EverSQL Security

Overview

Customer confidence and data security is critical to everything we do at EverSQL.
We are committed to providing our customers with a highly secure and reliable environment and keep the data safe. We have therefore developed a security model that covers all aspects of cloud-based EverSQL systems.

Protecting Data in Transit

EverSQL uses industry standard Transport Layer Security (“TLS”) to create a secure connection using 128­bit Advanced Encryption Standard (“AES”) encryption. This includes all data sent between the web application and EverSQL servers. There is no non-­TLS option for connecting to EverSQL. All connections are made securely over the https protocol.

Protecting Data at Rest

EverSQL ensures the security and privacy of user information by encrypting sensitive data at rest (such as SQL queries, schema structure definitions) on all servers.
Our systems are designed to ensure data is protected at all times. Specifically, we're using AES-256 to encrypt data at rest. User passwords are hashed and salted with a modern hash function.

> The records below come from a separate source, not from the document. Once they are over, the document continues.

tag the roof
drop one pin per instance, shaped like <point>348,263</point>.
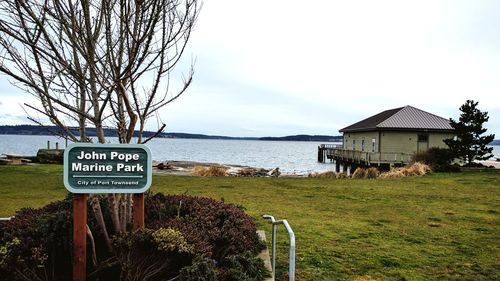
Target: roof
<point>401,119</point>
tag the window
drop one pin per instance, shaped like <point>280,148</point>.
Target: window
<point>423,138</point>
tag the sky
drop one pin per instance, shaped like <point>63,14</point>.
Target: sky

System Monitoring, Logging and Alerting

EverSQL monitors servers to retain and analyze a comprehensive view of the security state of its production infrastructure. EverSQL collects and stores production servers logs for analysis.

Network Security

EverSQL uses Cloudflare to prevent Distributed Denial of Service attacks and for Web Application Firewall services.

Access Control

All customer data is considered highly sensitive and protected, and access is restricted. Only authorized and trained members of the EverSQL team have direct access to production systems and user data. Those who do have direct access to data are only permitted to view it in aggregate or for troubleshooting purposes. User data is only viewed by EverSQL employees for troubleshooting purposes when consent has expressly been provided ahead of time by the account owner or team administrator.

Third Party Access

No third parties are allowed to access users data.

Physical Security

Our servers are hosted with Linode's data centers. Linode implemented extensive physical, environmental and network security capabilities:

  • Access to the data center floor is restricted to data center employees and authorized visitors.
  • Data Centers are staffed 24/7/365 with security guards and technicians.
  • All employees and visitors are identified using biometrics and state issued Ids before entering the facility.
  • HVAC and power have redundant systems, so if one goes out, the others keep our systems powered and within operating temperature.
  • All of Linode's systems are segregated from other tenants by locking cabinets. Only datacenter staff assigned to supporting Linode systems have access to the keys.
  • Multiple Internet carriers using independent fiber connections to the datacenter floor.
  • The networks within the data centers have redundant routers, switches and service providers. Multiple systems can fail without affecting downtime or performance.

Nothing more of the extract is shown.